House GOP envisions big tax cuts, some gov’t cuts
Published 10:02 am Tuesday, March 21, 2017
ST. PAUL — Minnesota House Republicans revealed a broad budget framework Monday that would prompt some cuts to health care programs and state agencies while pressing Gov. Mark Dayton for more than $1.3 billion in tax relief.
It’s just the first chapter in the Legislature’s weeks-long slog to pass a new two-year budget before adjourning in late May with a $1.65 billion budget surplus in hand. Legislative leaders offered few details about how they’d structure nearly $45 billion in spending, but Republicans are envisioning a much leaner state budget than the $46 billion proposal Dayton has already laid out — and far more in tax cuts than the $300 million package of child care support and support for low-income residents that the Democratic governor wants.

Mark Dayton
“We’re trying to bend down the growth of government,” said Rep. Jim Knoblach, chairman of the powerful Ways and Means Committee.

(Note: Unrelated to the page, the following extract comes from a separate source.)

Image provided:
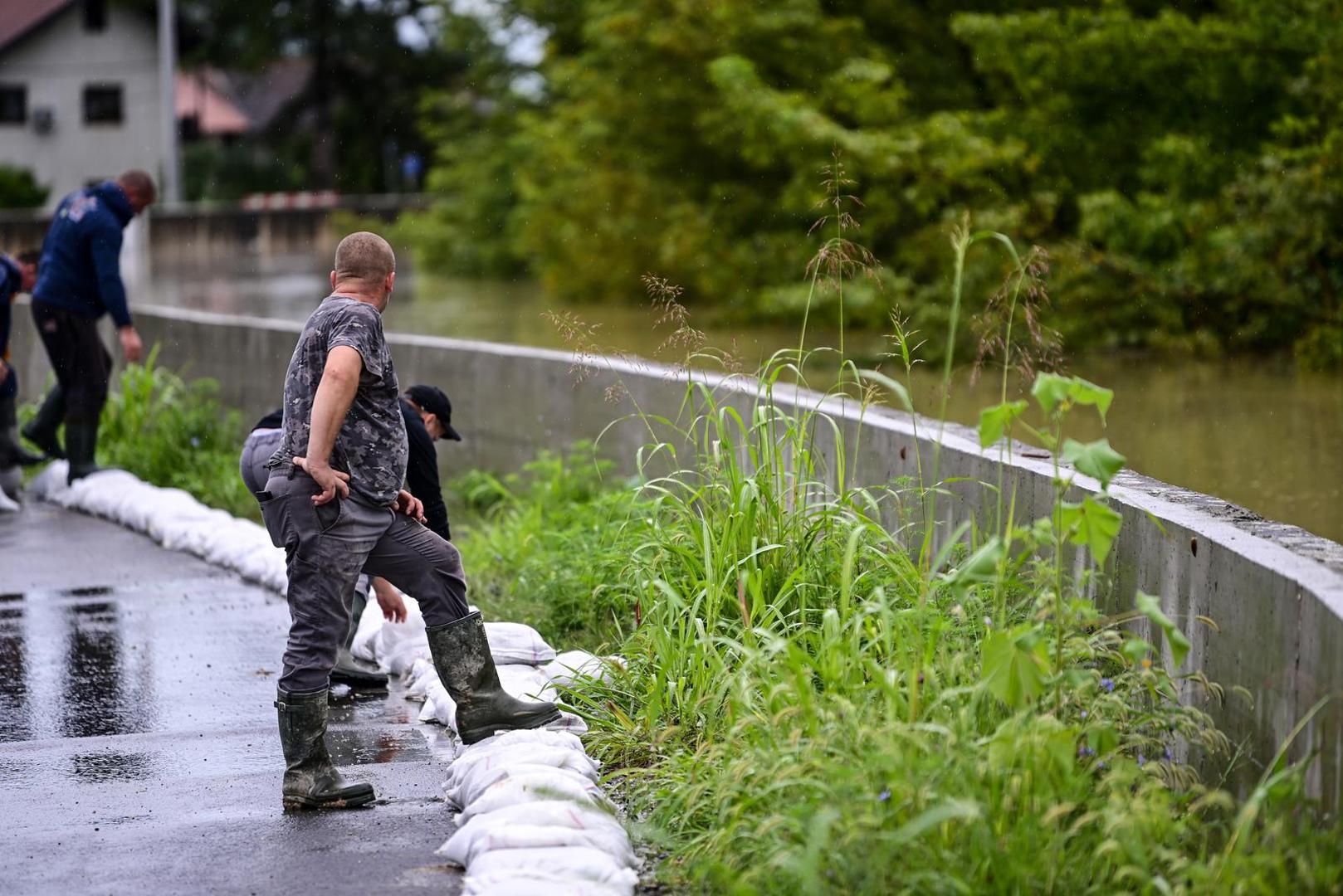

The Legislature’s attention is just shifting to the budget after focusing on other legislation, such as addressing skyrocketing premiums for shoppers who buy health insurance on their own and legalizing Sunday liquor sales after years of failed efforts. The House’s rough budget plan puts the final piece on the table after the Republican-controlled Senate released its initial budget proposal last week.
Fresh off winning full control of the Legislature in November, Republicans will look to constrain Dayton’s appetite for expanding government programs. Dayton last week retooled his own budget proposal in light of a surplus that had grown from $1.4 billion to $1.65 billion, requesting a total of $175 million to fund a new preschool program in more districts.
And both chambers have put a premium on cutting taxes after several years without a tax bill. Senate Republicans last week announced their plans for $900 million in tax relief, including an unspecified rate cut to the state’s lowest tier of the income tax, a reduction that would benefit nearly all Minnesota taxpayers.
House Republicans upped the ante with $1.35 billion in planned tax reductions, but that likely wouldn’t include a broad rate reduction. Instead, Republican House Speaker Kurt Daudt said they’d focus on more targeted tax measures, like phasing out the state’s tax on Social Security income and reducing agricultural property taxes.
“We’re going to target our tax bill at middle class Minnesotans, at seniors, at college students, at farmers,” Daudt said.
Republicans’ thirst for tax cuts will test Gov. Mark Dayton, who has warned legislators against big tax breaks that could reverse four solid years of budget surpluses. But there were also signs that House Republicans were waving some white flags Dayton’s way ahead of a possible repeat of 2011, when the governor and a Republican-controlled Legislature deadlocked over filling a $6 billion budget shortfall that caused a 20-day government shutdown.
With massive federal changes on health care and trade issues brewing, the House plans to match Dayton’s proposal of leaving $200 million unspent as a cushion. Knoblach said Republicans wouldn’t target the higher taxes Dayton and fellow Democrats levied on Minnesota’s highest earners in 2013, saying it was a “signature achievement” of Dayton’s that he was confident the governor would veto.
And legislative leaders also said they wouldn’t revive a push from 2015 to eliminate MinnesotaCare, the state’s health care program for the working poor that faces an uncertain future with federal funding.
“I don’t know if it’s the time to be making really big changes,” Knoblach said.
But Dayton bristled at nearly $600 million in unspecified cuts to health and human services programs. Knoblach suggested weeding out ineligible enrollees on some of the state’s public programs could play a part.
“When the committees start making these numbers real, we will then have something to discuss,” Dayton said.